Mentre dal punto di vista politico-militare i due Paesi sembrano estraniarsi, da quello economico potrebbero però avvicinarsi ancora di più e questo potrebbe aiutare anche i rapporti bilaterali. A giugno inizieranno dopo molti rinvii i negoziati per la conclusione di un Accordo di Libero Scambio tra Stati Uniti e Corea del Sud. In questo modo i prodotti industriali e tessili sudcoreani avrebbero libero accesso al grande mercato USA ed i prodotti agricoli e le automobili americane potrebbero entrare nel ricco mercato della nazione asiatica, forse di oltre 40 milioni di consumatori. Forti, però, sono i dubbi in alcuni settori della società coreana sull’opportunità di tale accordo, soprattutto tra gli agricoltori e chi vorrebbe allentare in ogni caso i rapporti con l’America.
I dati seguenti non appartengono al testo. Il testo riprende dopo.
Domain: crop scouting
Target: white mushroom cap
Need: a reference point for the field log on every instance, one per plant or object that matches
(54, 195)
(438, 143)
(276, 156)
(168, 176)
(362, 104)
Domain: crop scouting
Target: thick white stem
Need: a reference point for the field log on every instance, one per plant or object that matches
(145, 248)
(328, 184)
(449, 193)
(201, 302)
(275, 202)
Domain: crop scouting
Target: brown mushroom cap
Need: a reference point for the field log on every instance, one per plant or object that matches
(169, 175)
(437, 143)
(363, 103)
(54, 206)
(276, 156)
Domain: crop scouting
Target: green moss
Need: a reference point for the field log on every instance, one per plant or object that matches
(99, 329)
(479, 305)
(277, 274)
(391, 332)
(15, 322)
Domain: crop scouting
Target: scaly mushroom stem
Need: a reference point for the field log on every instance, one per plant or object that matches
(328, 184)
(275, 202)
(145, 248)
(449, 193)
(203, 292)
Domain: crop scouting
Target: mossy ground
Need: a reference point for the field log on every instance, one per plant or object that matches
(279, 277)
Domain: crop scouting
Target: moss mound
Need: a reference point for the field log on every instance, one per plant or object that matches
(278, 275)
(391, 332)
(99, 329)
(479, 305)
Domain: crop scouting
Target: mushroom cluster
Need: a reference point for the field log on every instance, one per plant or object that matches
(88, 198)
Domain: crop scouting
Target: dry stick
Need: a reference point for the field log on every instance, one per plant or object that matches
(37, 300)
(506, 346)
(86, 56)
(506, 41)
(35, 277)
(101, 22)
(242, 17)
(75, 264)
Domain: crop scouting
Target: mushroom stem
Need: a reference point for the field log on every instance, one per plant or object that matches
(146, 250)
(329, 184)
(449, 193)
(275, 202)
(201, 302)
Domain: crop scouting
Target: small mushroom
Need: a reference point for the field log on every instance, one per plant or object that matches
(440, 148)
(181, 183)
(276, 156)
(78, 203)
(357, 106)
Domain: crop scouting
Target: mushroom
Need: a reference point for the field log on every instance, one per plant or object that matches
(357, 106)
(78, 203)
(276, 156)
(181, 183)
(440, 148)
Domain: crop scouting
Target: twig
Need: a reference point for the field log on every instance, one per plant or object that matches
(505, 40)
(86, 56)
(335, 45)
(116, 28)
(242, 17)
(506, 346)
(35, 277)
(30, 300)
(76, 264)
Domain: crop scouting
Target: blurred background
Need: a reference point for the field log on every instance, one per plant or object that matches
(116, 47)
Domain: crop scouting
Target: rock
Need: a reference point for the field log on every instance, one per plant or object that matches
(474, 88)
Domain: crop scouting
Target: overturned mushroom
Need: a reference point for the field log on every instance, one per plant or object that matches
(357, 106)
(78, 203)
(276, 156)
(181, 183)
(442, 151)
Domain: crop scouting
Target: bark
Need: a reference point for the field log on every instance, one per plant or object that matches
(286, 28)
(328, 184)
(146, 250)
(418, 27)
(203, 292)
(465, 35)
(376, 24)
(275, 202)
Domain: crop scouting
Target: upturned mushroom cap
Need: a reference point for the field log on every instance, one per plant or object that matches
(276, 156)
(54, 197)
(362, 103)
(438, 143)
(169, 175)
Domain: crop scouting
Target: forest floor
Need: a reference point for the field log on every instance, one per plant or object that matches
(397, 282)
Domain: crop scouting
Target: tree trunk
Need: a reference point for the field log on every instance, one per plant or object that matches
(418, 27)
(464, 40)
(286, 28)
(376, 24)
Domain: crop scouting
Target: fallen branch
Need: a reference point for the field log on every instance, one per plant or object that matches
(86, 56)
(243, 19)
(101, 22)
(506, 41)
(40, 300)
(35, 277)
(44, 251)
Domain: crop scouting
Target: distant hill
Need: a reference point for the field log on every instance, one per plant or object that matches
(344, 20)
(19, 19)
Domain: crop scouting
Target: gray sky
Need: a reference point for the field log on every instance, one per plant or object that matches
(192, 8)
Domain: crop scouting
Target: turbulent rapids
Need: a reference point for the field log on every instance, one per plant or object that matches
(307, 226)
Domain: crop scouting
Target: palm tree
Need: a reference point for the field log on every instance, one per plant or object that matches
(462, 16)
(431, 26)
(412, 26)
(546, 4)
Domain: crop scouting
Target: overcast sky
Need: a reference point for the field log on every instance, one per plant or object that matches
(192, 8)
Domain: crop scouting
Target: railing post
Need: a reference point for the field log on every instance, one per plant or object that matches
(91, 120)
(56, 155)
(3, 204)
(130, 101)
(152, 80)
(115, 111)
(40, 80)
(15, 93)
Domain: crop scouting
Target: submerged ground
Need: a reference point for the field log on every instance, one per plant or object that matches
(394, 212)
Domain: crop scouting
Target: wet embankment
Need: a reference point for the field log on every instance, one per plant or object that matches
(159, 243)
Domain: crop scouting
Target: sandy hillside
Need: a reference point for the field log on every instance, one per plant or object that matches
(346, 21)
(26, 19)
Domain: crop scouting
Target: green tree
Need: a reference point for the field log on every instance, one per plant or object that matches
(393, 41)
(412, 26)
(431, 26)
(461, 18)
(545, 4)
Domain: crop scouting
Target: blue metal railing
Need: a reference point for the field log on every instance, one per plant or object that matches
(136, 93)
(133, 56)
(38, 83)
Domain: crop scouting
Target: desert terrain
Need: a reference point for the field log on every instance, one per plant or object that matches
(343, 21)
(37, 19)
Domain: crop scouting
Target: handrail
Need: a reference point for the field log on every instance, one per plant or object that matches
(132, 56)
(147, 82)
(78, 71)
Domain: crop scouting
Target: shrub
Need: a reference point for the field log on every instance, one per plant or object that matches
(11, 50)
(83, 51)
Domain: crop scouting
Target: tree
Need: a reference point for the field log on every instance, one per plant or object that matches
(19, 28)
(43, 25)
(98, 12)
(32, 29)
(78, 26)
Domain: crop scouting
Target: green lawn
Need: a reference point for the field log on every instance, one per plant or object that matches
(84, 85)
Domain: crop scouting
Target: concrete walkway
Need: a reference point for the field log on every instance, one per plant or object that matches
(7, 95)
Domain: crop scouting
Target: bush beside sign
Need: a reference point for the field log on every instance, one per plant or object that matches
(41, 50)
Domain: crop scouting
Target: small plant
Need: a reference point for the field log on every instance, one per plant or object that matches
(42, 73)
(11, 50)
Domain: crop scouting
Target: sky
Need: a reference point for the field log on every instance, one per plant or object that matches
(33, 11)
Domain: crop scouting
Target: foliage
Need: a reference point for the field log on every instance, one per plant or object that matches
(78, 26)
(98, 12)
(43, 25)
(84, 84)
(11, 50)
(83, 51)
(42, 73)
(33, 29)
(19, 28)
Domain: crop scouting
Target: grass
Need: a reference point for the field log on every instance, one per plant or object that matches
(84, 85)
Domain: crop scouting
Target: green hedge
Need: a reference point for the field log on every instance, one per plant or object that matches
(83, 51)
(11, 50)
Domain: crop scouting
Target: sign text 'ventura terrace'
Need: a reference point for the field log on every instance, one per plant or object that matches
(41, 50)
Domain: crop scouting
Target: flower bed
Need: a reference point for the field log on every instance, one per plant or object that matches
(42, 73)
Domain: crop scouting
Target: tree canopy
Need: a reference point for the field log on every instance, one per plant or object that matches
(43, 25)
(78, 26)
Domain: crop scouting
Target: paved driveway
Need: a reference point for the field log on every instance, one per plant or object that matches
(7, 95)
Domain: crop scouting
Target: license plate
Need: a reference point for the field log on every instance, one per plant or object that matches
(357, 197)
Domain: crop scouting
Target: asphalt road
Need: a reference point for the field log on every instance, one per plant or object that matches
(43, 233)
Altri chiedono che l’accordo non preveda solo la libera circolazione delle merci, ma anche delle persone, e quindi un’inclusione della Corea tra i paesi favoriti dagli Stati Uniti nella concessione dei visti. Washington ha già dichiarato che dall’accordo devono essere esclusi i beni prodotti in zone speciali come quella di Gaesong dove, in territorio nordcoreano di confine, aziende del Sud producono a prezzi stracciati grazie all’impiego della manodopera settentrionale. Questa richiesta mira ad escludere dall’accordo un’iniziativa di cui beneficia anche il governo di Pyongyang, verso il quale Washington preferisce la linea dura, quindi uno status quo comunque gestibile, almeno fino a quando la sua attenzione e le sue risorse saranno concentrate quasi esclusivamente sul Medio Oriente. La vasta ed agguerrita opposizione parlamentare con cui l’anno scorso il governo di Seoul ha dovuto confrontarsi per far approvare un simile accordo concluso col Cile fa però prevedere grossi interrogativi sulla fattibilità di questo deciso passo avanti nelle relazioni bilaterali.

Conclusioni

I contrasti sono quindi numerosi e ben presenti alle due parti e si teme, o si spera, che un’ulteriore, e non improbabile, vittoria progressista nelle presidenziali coreane del 2007, possa spingere gli Stati Uniti a ritirare le proprie truppe ed a ridispiegarle in Giappone. Questo sarebbe però uno scacco troppo grosso per Washington che perderebbe molto potere nelle trattative con la Corea del Nord e gran parte del suo attuale controllo su Seoul. Un tale indebolimento americano di fronte alla crescita cinese ed al ritorno del Giappone ad una maggiore assertività in ambito internazionale sarebbe controproducente per gli USA ed anche pericoloso per le potenze locali per le quali la presenza statunitense è anche un utile cuscinetto. Un eventuale ritiro americano, oltre che a spianare la strada ad eventuali aggressioni nordcoreane, spingerebbe anche il Giappone al riarmo, precipitando l’area verso un’inquietante pace armata. E questo per la Corea del Sud sarebbe ancora più pericoloso dell’attuale tutela di Washington.